Military clashes broke out this week between the two long-time rivals and South Asian neighbors. Pakistan’s military said it shot down two Indian Air Force aircraft inside its airspace in Jammu and Kashmir and captured two pilots. Later Indian officials confirmed that one MiG-21 was lost, flown by Wing Commander Abhinandan Varthaman who had safely ejected before the aircraft was destroyed and was later released by Pakistan. Islamabad has not explained the discrepancy in reporting over the number of downed Indian jets.
Meanwhile, Indian officials say Pakistani fighter jets had violated airspace over Indian-controlled Kashmir but were forced back. The developments came a day after India conducted airstrikes against alleged militant positions in Pakistani-controlled Kashmir. The air raid was followed by Indian shelling in Kashmir, which left four Pakistani civilians dead.
Tensions between India and Pakistan have escalated dramatically since February 14, when Indian paramilitary forces on the New Delhi-controlled side of Jammu and Kashmir were hit by a deadly bomb attack reportedly orchestrated by Pakistan-based militants, which killed 37 Indian security forces.
In a phone conversation with his Pakistani counterpart Shah Mehmood Qureshi on February 27, Iranian Foreign Minister Mohammad Javad Zarif called on both India and Pakistan to show self-restraint and sit for talks over their disputes as soon as possible. Zarif also expressed Iran’s readiness to contribute to a peaceful settlement of differences between the two neighboring states, the official website of the Iranian foreign ministry reported.

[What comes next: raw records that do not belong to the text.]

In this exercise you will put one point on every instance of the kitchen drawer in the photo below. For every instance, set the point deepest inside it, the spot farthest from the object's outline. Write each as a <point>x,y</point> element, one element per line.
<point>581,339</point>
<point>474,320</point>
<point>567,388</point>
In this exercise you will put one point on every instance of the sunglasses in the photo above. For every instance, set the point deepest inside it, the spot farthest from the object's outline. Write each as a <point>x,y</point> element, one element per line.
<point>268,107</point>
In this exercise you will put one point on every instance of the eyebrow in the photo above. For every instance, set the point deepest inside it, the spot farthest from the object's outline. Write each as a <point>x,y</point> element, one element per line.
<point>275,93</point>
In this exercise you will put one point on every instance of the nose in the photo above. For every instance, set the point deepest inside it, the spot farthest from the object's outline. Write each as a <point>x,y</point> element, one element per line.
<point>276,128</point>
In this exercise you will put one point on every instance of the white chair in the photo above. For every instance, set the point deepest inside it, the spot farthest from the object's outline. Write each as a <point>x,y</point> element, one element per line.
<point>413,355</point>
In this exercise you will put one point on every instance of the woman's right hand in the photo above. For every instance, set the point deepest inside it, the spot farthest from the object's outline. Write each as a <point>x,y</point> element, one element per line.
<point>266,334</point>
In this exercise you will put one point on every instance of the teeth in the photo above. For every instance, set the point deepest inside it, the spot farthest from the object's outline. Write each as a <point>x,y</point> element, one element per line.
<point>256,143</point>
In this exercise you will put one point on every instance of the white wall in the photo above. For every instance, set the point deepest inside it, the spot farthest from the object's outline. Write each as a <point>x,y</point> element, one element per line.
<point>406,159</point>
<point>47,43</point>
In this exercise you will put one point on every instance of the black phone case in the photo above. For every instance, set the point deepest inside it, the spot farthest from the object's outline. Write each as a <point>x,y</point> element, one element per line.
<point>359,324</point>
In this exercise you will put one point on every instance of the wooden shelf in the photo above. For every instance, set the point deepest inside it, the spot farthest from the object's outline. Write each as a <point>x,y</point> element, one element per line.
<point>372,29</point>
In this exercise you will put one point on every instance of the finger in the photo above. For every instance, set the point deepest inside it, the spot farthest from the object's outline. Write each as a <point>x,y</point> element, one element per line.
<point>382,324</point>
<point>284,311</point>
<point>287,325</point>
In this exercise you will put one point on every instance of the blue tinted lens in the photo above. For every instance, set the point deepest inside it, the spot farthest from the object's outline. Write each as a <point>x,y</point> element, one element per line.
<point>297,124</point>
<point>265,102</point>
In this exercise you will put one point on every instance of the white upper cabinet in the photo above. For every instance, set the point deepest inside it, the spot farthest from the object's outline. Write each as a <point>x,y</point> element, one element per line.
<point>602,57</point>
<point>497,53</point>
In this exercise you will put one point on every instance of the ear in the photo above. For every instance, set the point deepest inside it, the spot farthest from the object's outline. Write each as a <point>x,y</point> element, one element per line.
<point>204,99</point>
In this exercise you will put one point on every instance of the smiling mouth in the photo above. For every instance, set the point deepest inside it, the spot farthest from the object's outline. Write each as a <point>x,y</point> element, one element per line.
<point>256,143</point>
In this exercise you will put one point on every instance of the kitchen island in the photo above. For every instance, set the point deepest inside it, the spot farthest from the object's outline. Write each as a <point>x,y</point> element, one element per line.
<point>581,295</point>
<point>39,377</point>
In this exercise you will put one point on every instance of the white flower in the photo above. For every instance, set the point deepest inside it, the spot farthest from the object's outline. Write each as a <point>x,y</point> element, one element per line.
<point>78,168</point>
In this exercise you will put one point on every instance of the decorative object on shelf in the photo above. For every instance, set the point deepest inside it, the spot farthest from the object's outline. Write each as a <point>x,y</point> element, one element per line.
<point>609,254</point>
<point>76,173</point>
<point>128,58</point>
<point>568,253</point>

For its part, Kazakhstan’s Ministry of Foreign Affairs expressed its concern about escalation of tensions between India and Pakistan, calling on the parties to have a constructive political and diplomatic dialogue as it is the only effective and acceptable way of solving the crisis, Tengri News reported on Friday.
Azerbaijani officials in Baku also weighed in.
“Azerbaijan supports the peaceful resolution of the Jammu and Kashmir dispute, which is indispensable for peace and security in South Asia,” the spokesperson of the Azerbaijani Foreign Ministry Leyla Abdullayeva told Trend on February 27. “Azerbaijan supports all efforts aimed at ending the violence, as well as to ensure peace, security and prosperity in the region according to the norms and principles of international law and the relevant UN Security Council resolutions.”
Since the partition of British India in 1947 and the creation of the modern states India and Pakistan, the two countries have been involved in three wars and countless standoffs near the Line of Control – the demarcation line that separates the Pakistani-controlled territories, which Pakistan calls Azad (“free” in Urdu) Kashmir and Gilgit-Baltistan, from the majority of the state, which is under India’s control. Both countries claim the state in its entirety.
India accuses Pakistan-based militant groups of executing terrorist attacks across India. In 2008, the Pakistan-based terrorist group Lashkar-e-Taiba attacked the Taj hotel in Mumbai, murdering more than 100 people in one of the most high-profile terrorist attacks in India’s history.